The global impact of China's slowing economy is being felt worldwide, with commodity exporters from Angola to Australia feeling the pinch as the Asian giant switches from a high-growth investment model to one in which its increasingly wealthy consumers underpin steadier and more sustainable expansion.
But the IMF on Tuesday stressed that the task for Chinese leaders is not easy as they attempt a smooth transition following a run-up in credit and investment while allowing markets to play a bigger role in the economy.
The world's second largest economy, a crucial driver of global expansion, is suffering a sharp slowdown in growth despite government support measures including five interest rate cuts since November.
There are fears it could be headed for a so-called "hard landing." The IMF warned that such a scenario could come to pass unless leaders get a grip on the current crisis.
Under the sub-head "Hard landing in China," the report said: "There are risks of a stronger growth slowdown if the macroeconomic management of the end of the investment and credit boom of 2009–12 proves more challenging than expected."

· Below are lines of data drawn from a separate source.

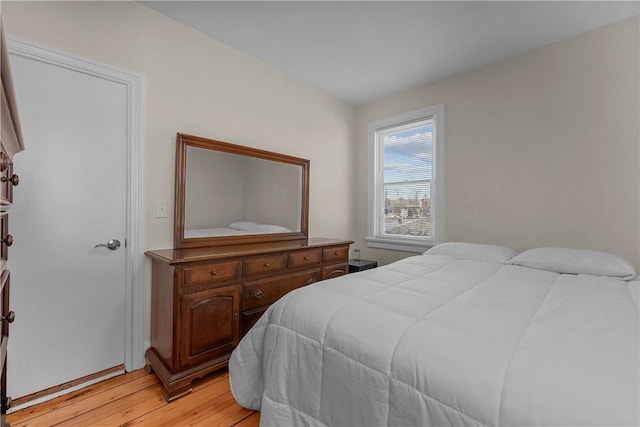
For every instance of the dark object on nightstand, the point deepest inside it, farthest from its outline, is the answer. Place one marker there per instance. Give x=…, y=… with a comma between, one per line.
x=361, y=265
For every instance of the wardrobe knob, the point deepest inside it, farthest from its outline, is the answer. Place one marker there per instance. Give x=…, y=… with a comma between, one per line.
x=7, y=240
x=10, y=317
x=14, y=180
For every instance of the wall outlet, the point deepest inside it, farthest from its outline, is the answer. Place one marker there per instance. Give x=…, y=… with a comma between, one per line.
x=162, y=209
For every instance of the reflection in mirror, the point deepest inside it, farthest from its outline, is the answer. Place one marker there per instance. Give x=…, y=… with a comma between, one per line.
x=229, y=194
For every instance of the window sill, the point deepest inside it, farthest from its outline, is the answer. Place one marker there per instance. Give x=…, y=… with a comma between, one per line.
x=398, y=244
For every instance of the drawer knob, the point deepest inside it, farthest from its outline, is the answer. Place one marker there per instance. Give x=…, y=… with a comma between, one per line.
x=14, y=180
x=7, y=240
x=10, y=317
x=4, y=161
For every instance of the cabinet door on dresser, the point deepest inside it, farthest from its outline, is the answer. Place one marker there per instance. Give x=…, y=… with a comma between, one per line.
x=209, y=325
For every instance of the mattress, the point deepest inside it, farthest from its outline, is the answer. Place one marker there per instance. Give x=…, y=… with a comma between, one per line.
x=437, y=340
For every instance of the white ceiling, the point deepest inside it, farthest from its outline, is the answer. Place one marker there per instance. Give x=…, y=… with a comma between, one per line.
x=362, y=50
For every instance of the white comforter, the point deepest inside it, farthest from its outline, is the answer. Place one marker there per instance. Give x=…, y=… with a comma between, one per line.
x=435, y=341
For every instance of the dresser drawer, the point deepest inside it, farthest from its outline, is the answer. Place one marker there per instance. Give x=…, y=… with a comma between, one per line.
x=263, y=292
x=338, y=253
x=211, y=272
x=5, y=239
x=305, y=258
x=265, y=264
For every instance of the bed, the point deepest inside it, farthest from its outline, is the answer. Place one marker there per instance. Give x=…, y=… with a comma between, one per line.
x=462, y=335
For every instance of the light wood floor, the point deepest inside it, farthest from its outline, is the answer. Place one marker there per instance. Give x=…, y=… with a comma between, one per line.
x=135, y=398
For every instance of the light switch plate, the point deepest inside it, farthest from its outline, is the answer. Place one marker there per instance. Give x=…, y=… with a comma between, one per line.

In such a situation, the report said, authorities would be forced to ramp up policy by "shoring up investment through credit and public resources." It did not, however, offer any numerical indication of how low growth could drop in such a scenario.
The IMF tipped growth this year of 6.8 percent and 6.3 percent in 2016, both the lowest since 3.8 percent in 1990. The forecasts were unchanged from its last World Economic Outlook in April and a subsequent update in July.

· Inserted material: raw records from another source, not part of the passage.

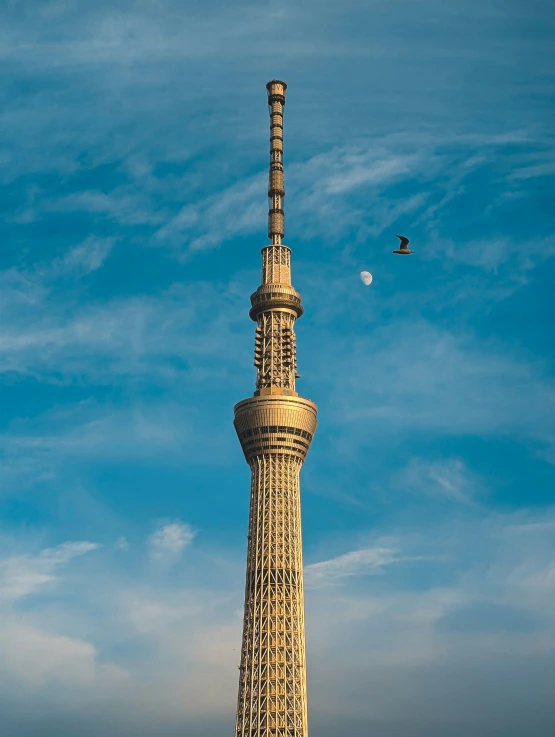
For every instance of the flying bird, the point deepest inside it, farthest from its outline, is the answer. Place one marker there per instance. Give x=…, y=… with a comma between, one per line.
x=404, y=250
x=366, y=278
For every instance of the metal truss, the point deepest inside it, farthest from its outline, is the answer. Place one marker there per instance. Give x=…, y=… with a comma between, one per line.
x=275, y=428
x=272, y=686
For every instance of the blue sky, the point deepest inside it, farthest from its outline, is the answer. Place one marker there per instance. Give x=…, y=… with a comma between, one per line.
x=134, y=158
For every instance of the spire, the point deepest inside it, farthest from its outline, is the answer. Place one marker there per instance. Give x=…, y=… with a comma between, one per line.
x=276, y=190
x=276, y=304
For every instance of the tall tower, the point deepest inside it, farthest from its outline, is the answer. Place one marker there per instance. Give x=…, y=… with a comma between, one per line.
x=275, y=429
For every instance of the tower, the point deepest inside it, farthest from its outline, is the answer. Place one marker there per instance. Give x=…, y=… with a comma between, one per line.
x=275, y=429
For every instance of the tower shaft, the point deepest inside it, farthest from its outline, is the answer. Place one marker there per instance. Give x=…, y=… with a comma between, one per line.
x=275, y=428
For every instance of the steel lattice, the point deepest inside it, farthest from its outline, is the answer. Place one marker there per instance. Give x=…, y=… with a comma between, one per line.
x=275, y=428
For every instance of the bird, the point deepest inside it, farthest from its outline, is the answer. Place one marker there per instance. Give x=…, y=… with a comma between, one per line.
x=404, y=250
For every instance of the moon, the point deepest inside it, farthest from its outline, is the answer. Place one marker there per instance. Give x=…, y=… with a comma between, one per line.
x=366, y=277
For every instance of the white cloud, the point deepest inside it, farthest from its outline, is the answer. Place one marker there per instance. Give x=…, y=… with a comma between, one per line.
x=169, y=540
x=40, y=658
x=22, y=575
x=449, y=479
x=366, y=561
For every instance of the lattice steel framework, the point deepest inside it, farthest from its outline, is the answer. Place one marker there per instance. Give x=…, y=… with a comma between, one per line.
x=275, y=428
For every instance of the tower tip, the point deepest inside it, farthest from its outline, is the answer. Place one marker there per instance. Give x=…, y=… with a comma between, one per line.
x=274, y=84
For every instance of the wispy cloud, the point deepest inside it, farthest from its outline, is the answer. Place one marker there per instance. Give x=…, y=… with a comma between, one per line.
x=22, y=575
x=168, y=542
x=448, y=479
x=366, y=561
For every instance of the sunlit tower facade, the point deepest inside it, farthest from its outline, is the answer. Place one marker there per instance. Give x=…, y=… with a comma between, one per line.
x=275, y=429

Beijing's official target is "about seven percent" for this year.
Tuesday's report said authorities will likely need to increase "policy support" to boost growth, hinting at tools such as further cuts in interest rates and in bank reserve ratios.

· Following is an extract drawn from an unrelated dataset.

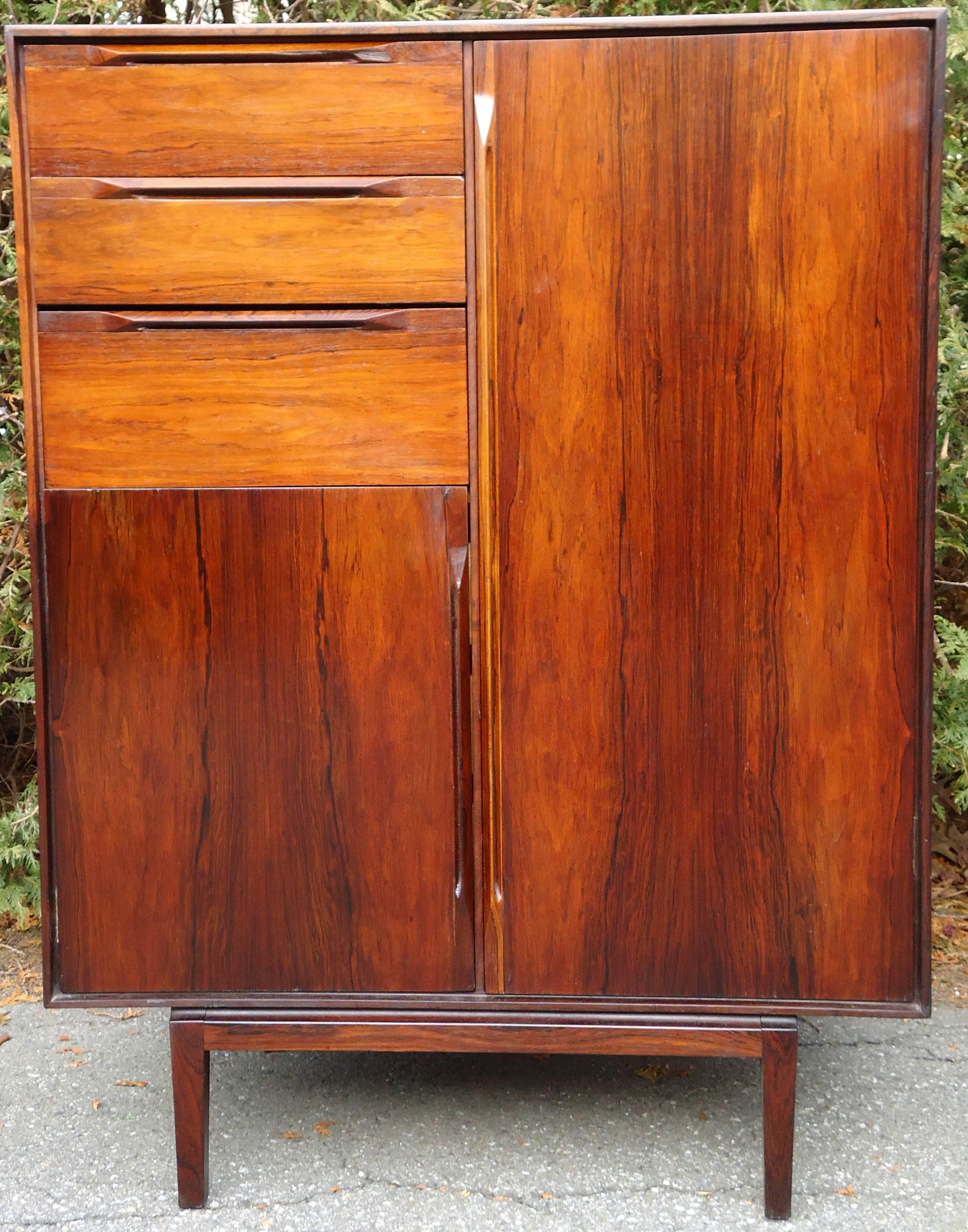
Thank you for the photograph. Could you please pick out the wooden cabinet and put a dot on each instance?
(483, 532)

The key, however, lies in making good on previous reform promises, it said.
"The core of the reforms is to give market mechanisms a more decisive role in the economy, eliminate distortions, and strengthen institutions," it said.
Despite concerns, the IMF said China's slowdown appears manageable as long as what it termed "previous excesses" in sectors including real estate and investment are addressed.
The report said China's economy stands to benefit from continued efforts to implement reforms, while lower prices for oil and other commodities will ease the pain for consumers.
It also said a recent huge sell-off in the stock markets is not expected to have a major impact on consumers since Chinese households do not invest heavily in equities.
"The current episode of financial market volatility is assumed to unwind without sizeable macroeconomic disruptions," the IMF said.
China shocked global markets in August with a devaluation of its currency, the yuan, and the IMF noted that the verdict on its effectiveness is still out.
"The recent change in China's exchange rate system provides the basis for a more market-determined exchange rate, but much depends on implementation," it said, indicating the country should go even further.
"A floating exchange rate will enhance monetary policy autonomy and help the economy adjust to external shocks, as China continues to become more integrated into both the global economy and global financial markets."